A friend of mine on the GameDevelopers IRC channel (#gamedevelopers on irc.starchat.net) watched my video blog about Powermonger and pointed out that Powermonger, like Populous before it, was a real-time strategy game, and wondered why it wasn’t recognized as such in articles about the history of RTS games.
Well, because if you presented these games to modern gamers as RTS games they wouldn’t recognize them as such. Because of amber.
In the early days of game design, practically every game was an experiment. Designers would stalk off into radically new directions using newly developed technologies in an attempt to make something truly unique and thus successful.
The problem is that when a developer really hits on a good permutation of a play style it tends to fix that play style in amber, like the mosquitos in Jurassic Park. It “defines the genre”, and thus games that don’t follow the convention don’t count as being in that genre any more.
Thus, in order for a game to be an RTS, it needs resource gathering, base building, and individual unit control. Doesn’t have all these? It’s not an RTS, even if it’s a strategy game that is played in real-time. Seriously, I ran into people online who claimed that Myth and Myth II weren’t RTS games because they didn’t have resource gathering and base building. “They’re strategy games, and they’re played in real-time, but they aren’t really RTS games,” went the refrain.
I once read an article on Salon where a guy bitched about how Ultima Underworld was the first true 3D game and if it had just been marketed more aggressively and more people had played it, first person games would have been slow and cerebral from then on and we wouldn’t have gone down the run-and-gun path of Doom and Quake. I guess he felt that once Quake was released no one ever did a first-person game that wasn’t a straight shooter ever again (well, except for Underworld 2, System Shock, Elder Scrolls: Arena, Elder Scrolls: Daggerfall, Thief 1 and 2, Arx Fatalis, System Shock 2, Deus Ex, Morrowind, Oblivion…)
Now, he was an idiot, but the succession of Wolfenstein 3D, Doom and Quake really did solidify what it meant to be a first-person game in most gamers’ minds – first-person is for shooting. Games that were first-person but didn’t do shooting tended to feel like odd men out, and sometimes it caused them to suffer in the sales department. It didn’t help that most first-person games that weren’t shooters had terribly obtuse control systems.
But that isn’t unnatural or even unwelcome. It just is. It’s just amber.
Now, I will admit that it may be getting to a fairly ridiculous point. I mean, what am I going to tell people when they ask what kind of game Planitia is? I can’t call it an RTS because that will create a false impression in their minds. I can call it a strategy game, but that word covers everything from Final Fantasy Tactics to Civilization IV so it’s not descriptive enough. If I were going to sell Planitia it would be hard because it would be difficult to market – I can’t describe it accurately enough and fast enough to get a random internet surfer interested in it.

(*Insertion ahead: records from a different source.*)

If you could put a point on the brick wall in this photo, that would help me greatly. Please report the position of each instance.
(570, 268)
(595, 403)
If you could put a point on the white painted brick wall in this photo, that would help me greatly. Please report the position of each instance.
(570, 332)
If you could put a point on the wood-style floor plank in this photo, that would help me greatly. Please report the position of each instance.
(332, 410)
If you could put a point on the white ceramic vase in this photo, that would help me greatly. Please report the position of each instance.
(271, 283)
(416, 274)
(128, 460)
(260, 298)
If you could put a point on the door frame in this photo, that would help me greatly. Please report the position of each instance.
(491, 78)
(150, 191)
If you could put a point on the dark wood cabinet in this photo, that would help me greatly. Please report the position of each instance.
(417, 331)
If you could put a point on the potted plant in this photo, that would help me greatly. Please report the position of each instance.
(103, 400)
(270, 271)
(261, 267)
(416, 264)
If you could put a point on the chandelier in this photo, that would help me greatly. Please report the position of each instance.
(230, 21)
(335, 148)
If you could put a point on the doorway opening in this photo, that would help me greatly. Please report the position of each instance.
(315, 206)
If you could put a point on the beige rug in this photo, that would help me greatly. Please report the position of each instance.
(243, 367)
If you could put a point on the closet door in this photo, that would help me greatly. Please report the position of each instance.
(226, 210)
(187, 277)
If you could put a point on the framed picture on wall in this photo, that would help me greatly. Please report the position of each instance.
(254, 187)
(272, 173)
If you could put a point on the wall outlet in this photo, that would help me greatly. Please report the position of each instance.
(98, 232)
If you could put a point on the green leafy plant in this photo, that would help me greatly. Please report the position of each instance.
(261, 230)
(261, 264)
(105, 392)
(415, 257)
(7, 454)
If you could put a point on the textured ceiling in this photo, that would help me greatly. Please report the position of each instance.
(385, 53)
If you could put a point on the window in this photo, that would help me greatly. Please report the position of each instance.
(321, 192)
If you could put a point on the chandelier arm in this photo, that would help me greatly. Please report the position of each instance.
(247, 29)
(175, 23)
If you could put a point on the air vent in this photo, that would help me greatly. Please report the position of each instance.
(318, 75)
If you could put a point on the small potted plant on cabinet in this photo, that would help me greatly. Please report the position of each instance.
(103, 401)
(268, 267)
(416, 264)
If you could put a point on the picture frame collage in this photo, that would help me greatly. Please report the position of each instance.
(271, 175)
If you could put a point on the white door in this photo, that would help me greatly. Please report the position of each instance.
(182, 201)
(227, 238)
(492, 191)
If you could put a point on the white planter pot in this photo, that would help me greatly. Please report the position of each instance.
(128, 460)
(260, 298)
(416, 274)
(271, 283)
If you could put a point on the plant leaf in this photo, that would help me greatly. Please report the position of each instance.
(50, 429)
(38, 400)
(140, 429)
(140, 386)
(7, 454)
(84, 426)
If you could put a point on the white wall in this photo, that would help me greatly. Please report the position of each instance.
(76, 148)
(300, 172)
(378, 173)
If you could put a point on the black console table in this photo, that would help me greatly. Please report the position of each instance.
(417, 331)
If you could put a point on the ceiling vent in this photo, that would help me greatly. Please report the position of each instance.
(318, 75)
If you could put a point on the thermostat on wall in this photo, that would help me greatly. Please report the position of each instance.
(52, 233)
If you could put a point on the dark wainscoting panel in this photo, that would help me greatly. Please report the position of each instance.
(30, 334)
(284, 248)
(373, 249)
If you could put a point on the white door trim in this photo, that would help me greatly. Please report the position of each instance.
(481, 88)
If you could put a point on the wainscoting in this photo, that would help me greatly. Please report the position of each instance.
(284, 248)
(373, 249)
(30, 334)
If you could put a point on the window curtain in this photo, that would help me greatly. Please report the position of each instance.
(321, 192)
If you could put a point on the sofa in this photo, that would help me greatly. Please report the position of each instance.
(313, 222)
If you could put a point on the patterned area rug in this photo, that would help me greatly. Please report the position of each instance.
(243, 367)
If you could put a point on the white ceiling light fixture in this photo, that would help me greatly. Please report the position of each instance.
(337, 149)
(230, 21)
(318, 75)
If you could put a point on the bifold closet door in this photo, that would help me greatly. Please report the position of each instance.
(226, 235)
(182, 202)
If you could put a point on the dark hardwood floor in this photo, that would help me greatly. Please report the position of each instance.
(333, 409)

Good thing I don’t plan to sell it 🙂
I think this is an interesting point. I think it in a way resembles the arguments within the music industry. I listen to a lot of extreme metal and there are always arguments about what genre a band will fall into resulting in very mixed genres. For instance a band isn’t just a metal band, it has to be a “melodic viking power metal” band. It’s not just a first person shooter, it’s a “first person real time strategy adventure” game. I think this is a perfect example of our need to place order on everything by classifying it.
my thinking on the matter is that you’re looking at one of the failures that trends and popular culture have. there are A LOT of Warcraft 3 fans out there. i’d even venture to say they haven’t even bothered to take a look at Guild Wars or Dark Ages of Camelot. On the same note, how many Halo kiddies have ever actually TRIED Deus Ex? it seems to me that our gaming culture gets ahold of something trendy that is enjoyable, it gets elevated so high over the rest that the rest isn’t even really there to them. it’s almost religious to them.
Maybe you can call it “sort of rts” =)
On marketing of underworld.. I see the history in a slightly different light.
When iD was making wolf3d, they had all sorts of more “intelligent” features planned from the original wolfenstein that they were remaking in 3d. They sort of got lazy and dropped all the “more advanced” features and ended up with a “simple” shooter.
Now, if the people at lookingglass had, in mid-project, figured “heck, the fighting is the most fun in this game, let’s just drop all the extra junk”, maybe we’d be waiting for ultima underworld wars 2008 now..
Start a new genre, say, “Planitia-licious”.
Now say it multiple times, fast. Feel the rythm, baby …
I recall in film school learning that a genre goes through three basic stages. The first is the birthing phase where the rules are discovered and experimented with. Then you have a “classic” phase where the rules are now agreed upon and everyone follows them. Then you have a third phase where people get bored of the genre and blow it the hell up. I think we’re starting to see this excellent third phase in games. I think we’re going to see a move away from strictly classical elements of genre and into newer interpretations of those genres. And I think Planitia might be a part of that.